The following sections describe what defines a good source data collection process.
Uniform Data Collection
Uniform Data Collection is defined as having a consistent data collection procedure for building the source data set.
Important questions to consider are:
-
Is there a consistent data collection procedure across all business units or do business units implement their own practices?
-
Do all business units report the same information, on the same frequency, and at the same time?
Ensuring that data is sourced using the same procedure and practices across all sources minimizes the effort to identify and correct any discovered inconsistencies. Overall, a highly fragmented and disjointed data collection process should be addressed and fixed before using a data source in Sensible Machine Learning.
Uniform Intra-Target Collection
Uniform intra-target collection is defined as a particular target maintaining the same data collection practices and procedures over time. Important questions to consider are:
-
Does the frequency and the collection lag of the target remain consistent over time?
-
Do the number of sources feeding a target remain consistent over the course of time?
Intra-target collection process integrity is important to maintain over the course of time. Otherwise, you risk the statistical and ML models mistaking a data collection inconsistency for changes in the underlying data pattern for that target.
The following example illustrates the difference between a non-uniform intra-target collection procedure versus a uniform procedure.
A clothing company that owns a variety of clothing brands wants to predict the unit sales of shirts and pants. They have historical retail sales data dating back to 2014. In 2017, this clothing company merged Brand B that they own with Brand A (having Brand B be absorbed by Brand A).
Consolidate Data at Merger (Non-Uniform)
The following table shows a non-uniform intra-target collection pattern. It is non-uniform because from 01/01/2017 onward there are two sources feeding BrandA-Shirts and BrandA-Pants. Before 01/01/2017 there was only one source. This fundamentally changes the collection process for these targets.
The problem with this method is that the models that run against BrandA-Shirts and BrandA-Pants are not aware that this merger happened.
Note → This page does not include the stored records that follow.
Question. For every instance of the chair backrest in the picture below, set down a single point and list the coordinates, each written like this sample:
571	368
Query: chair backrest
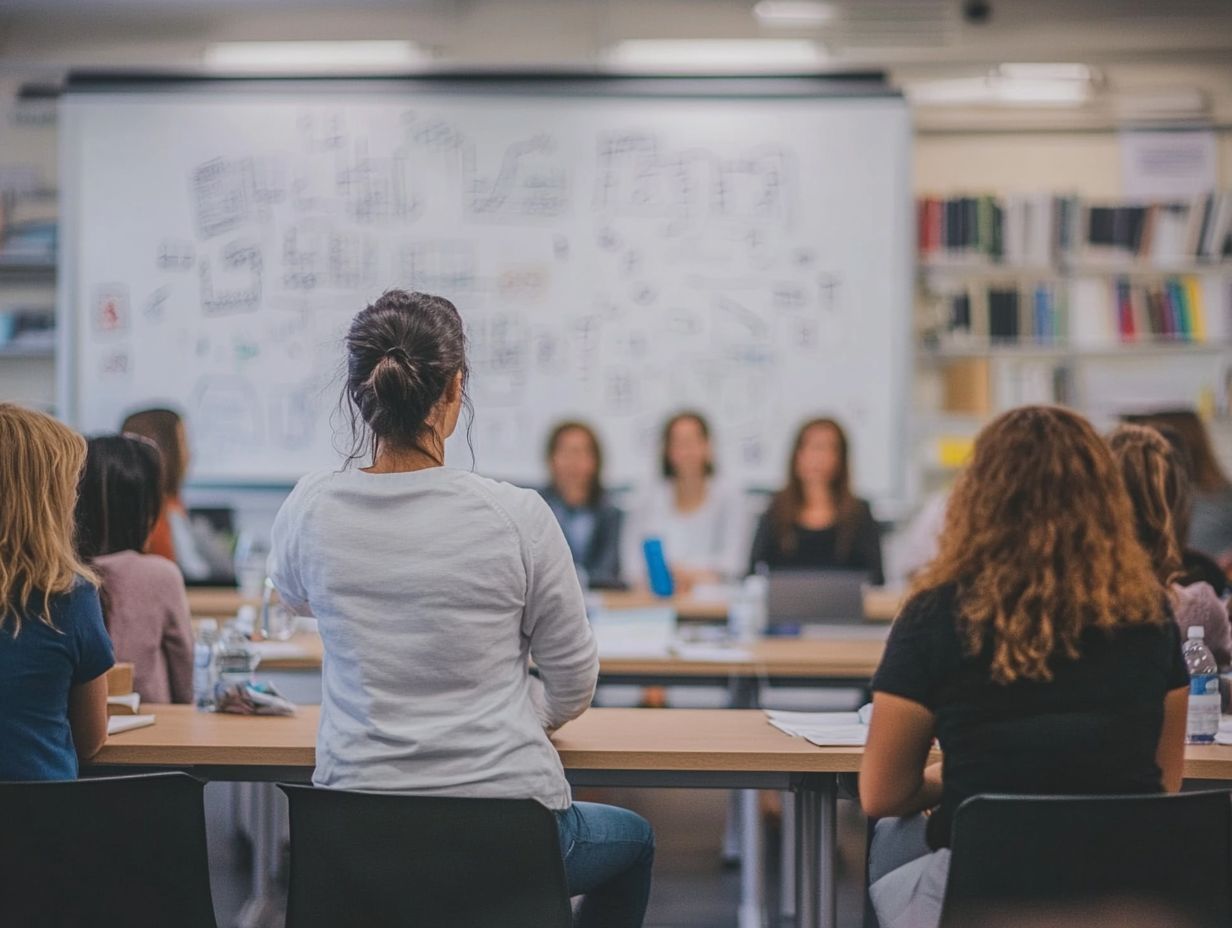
423	862
802	597
1023	853
126	850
The models assume that BrandA targets magically and organically doubled their sales at the start of the year. In future projections, the models may see this doubling as a common occurrence and predict this to happen at the start of every year which would be wrong.
The Correct Way: Backdate the Consolidation of Brands to the Beginning of the Data (Uniform)
This is the correct way to handle this merger from a machine learning data perspective because it maintains uniformity of target data collection over time. With the uniform option, even though the merger officially occurred on 01/01/2017, the values of Brand A and Brand B are aggregated back to the beginning of the data set.
This has two benefits over a non-uniform intra-target collection.
-
The models are trained off the combined Brand A and B which is the case moving forward.
-
This removes the Shutdown Brand B from the data set that serves no purpose moving forward and should not be receiving predictions.